Nel trionfale Mengão di Jorge Jesus, agli attaccanti era concessa molta libertà di movimento: Gabigol, pur partendo nominalmente da centravanti, era solito abbassarsi centralmente o allargandosi sulla destra per partecipare alla costruzione, mentre all’ala sinistra Bruno Henrique spettava il compito di attaccare la profondità tagliando verso l’area di rigore, sfruttando le sue eccezionali doti atletiche.
Torrent, già assistente di Pep Guardiola per undici anni, è un adepto del gioco di posizione e, pur avendo dichiarato di non voler stravolgere da subito l’impianto di gioco costruito dal suo predecessore, sta gradualmente cercando di trasmettere le sue idee alla squadra, che però ha iniziato il campionato a singhiozzo e ha subito una batosta memorabile in Libertadores per mano dell’Independiente del Valle.
Il caso ha voluto che, nei giorni successivi alla partita, Gabigol sia stato bloccato da un infortunio muscolare; Pedro, che fino a quel momento era partito titolare solo due volte nel Brasileirão, si è preso la scena, segnando un gol a partita contro Barcelona SC, Palmeiras, Independiente del Valle e Athletico Paranaense, e una doppietta mercoledì contro lo Sport Recife.
In realtà, nella rivincita contro gli ecuadoregni, terminata 4-0, i due hanno giocato insieme per 45 minuti – prima che Gabigol si fermasse nuovamente per una distorsione alla caviglia destra – e Pedro deve ringraziare proprio lui per la rete realizzata, dato che davanti al portiere gli ha passato il pallone invece di cercare la soluzione personale.

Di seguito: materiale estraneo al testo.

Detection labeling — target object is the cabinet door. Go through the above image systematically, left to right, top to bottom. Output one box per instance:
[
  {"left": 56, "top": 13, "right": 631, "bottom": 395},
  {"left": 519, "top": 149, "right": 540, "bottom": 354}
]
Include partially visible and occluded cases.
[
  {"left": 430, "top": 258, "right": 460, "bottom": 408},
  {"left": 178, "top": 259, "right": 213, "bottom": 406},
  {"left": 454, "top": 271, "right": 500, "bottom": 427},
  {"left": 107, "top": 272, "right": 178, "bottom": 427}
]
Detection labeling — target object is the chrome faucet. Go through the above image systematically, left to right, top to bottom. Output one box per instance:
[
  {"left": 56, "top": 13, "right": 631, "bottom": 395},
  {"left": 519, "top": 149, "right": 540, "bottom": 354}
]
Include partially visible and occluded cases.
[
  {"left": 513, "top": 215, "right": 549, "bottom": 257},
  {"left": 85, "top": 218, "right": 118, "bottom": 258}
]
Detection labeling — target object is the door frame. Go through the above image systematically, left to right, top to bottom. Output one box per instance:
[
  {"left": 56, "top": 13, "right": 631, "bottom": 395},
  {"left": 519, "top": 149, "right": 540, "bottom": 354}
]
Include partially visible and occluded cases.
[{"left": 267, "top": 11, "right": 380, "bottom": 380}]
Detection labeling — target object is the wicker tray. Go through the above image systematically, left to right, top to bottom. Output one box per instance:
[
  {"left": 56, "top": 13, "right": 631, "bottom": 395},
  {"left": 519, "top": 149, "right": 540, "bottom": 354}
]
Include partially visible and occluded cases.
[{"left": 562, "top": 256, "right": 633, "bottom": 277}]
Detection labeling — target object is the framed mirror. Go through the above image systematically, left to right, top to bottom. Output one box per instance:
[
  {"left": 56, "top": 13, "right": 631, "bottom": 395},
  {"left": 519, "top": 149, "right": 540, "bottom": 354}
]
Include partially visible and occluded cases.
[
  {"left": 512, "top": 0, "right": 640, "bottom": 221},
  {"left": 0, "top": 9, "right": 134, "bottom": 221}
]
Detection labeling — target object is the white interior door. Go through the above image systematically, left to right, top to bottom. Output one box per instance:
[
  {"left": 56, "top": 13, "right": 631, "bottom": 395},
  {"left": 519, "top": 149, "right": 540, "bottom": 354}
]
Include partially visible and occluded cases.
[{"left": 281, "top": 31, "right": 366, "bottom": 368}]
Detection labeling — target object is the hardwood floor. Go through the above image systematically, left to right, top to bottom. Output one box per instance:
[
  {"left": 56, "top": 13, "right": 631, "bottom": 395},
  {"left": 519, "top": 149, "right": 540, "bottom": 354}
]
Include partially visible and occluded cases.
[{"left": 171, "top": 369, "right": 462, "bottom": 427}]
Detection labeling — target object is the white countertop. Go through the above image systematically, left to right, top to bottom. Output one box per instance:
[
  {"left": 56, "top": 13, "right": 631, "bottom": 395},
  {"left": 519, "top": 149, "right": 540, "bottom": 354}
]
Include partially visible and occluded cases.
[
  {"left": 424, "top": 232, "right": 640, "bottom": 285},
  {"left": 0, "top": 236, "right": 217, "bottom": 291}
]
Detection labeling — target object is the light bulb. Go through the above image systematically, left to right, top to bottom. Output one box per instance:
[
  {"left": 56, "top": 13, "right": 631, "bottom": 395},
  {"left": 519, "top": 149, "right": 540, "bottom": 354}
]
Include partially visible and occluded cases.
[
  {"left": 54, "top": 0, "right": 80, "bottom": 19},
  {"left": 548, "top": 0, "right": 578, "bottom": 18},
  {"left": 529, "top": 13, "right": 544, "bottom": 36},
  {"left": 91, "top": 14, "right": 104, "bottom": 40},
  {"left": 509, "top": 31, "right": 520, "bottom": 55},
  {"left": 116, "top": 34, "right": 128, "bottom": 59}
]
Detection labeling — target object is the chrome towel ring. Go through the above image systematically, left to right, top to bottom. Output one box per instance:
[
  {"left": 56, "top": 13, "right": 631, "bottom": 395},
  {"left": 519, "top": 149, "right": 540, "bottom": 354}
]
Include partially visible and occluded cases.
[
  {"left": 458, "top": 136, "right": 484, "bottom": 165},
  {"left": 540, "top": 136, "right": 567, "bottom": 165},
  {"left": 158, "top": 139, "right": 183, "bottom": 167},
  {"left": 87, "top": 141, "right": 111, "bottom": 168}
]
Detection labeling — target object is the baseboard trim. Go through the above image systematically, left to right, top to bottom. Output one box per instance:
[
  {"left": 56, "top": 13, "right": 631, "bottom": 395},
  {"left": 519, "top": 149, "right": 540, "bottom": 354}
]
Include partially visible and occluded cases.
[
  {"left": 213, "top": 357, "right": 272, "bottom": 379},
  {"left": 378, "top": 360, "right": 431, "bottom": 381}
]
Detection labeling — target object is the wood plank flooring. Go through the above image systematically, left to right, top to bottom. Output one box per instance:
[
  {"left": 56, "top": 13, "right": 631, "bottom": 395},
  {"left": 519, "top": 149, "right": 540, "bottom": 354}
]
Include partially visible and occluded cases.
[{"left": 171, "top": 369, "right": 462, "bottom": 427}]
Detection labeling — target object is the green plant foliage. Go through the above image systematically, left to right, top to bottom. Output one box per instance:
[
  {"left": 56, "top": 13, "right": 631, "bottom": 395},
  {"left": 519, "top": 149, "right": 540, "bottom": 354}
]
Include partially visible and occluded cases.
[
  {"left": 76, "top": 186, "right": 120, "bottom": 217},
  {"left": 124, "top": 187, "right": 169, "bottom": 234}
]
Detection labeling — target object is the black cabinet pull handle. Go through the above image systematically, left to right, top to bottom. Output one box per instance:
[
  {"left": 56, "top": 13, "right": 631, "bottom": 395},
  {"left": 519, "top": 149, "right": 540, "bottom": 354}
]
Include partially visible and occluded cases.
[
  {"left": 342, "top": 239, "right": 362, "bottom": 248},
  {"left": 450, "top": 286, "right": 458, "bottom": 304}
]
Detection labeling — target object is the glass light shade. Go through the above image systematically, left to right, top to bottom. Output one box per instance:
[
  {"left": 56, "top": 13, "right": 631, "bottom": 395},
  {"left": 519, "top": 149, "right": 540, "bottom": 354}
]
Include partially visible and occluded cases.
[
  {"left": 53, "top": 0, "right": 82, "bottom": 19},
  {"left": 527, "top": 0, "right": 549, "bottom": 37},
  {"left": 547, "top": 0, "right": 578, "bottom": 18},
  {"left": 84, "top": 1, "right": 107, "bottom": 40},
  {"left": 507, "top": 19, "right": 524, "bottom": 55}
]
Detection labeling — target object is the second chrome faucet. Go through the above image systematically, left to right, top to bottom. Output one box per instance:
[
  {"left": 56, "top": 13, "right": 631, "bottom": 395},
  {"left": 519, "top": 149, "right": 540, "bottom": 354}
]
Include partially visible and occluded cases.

Dopo il gol i due si sono abbracciati calorosamente, e non è da escludere che Torrent decida di sciogliere il nodo della concorrenza schierandoli più spesso insieme dal primo minuto.
Ciò significherebbe però rinunciare al suo 4-2-3-1, modulo nel quale è invece difficile immaginare un loro impiego simultaneo. Se ciò non avvenisse, la situazione potrebbe farsi complicata per l’ex attaccante dell’Inter: il gioco di Torrent necessita di un riferimento centrale, secondo il principio del gioco di posizione per cui è il pallone che deve arrivare ai giocatori, e non viceversa.
Gabigol rende al meglio quando può attaccare frontalmente la porta e dialogare coi compagni partendo da lontano, mentre va in difficoltà quando riceve spalle alla porta, anche a causa di doti tecniche non di primissimo piano, che mal si conciliano con l’ambizione di riuscire a perforare le difese schierate attraverso fasi di attacco posizionale in cui è fondamentale riuscire a gestire il pallone nello stretto con velocità e precisione. Pedro invece, oltre ad avere una struttura fisica più imponente (è alto 1,86), è abilissimo nel controllare il pallone anche in spazi angusti grazie a una tecnica che anche Montella, lo stesso allenatore che gli concesse 64 minuti in quattro mesi, aveva definito “da brasiliano”.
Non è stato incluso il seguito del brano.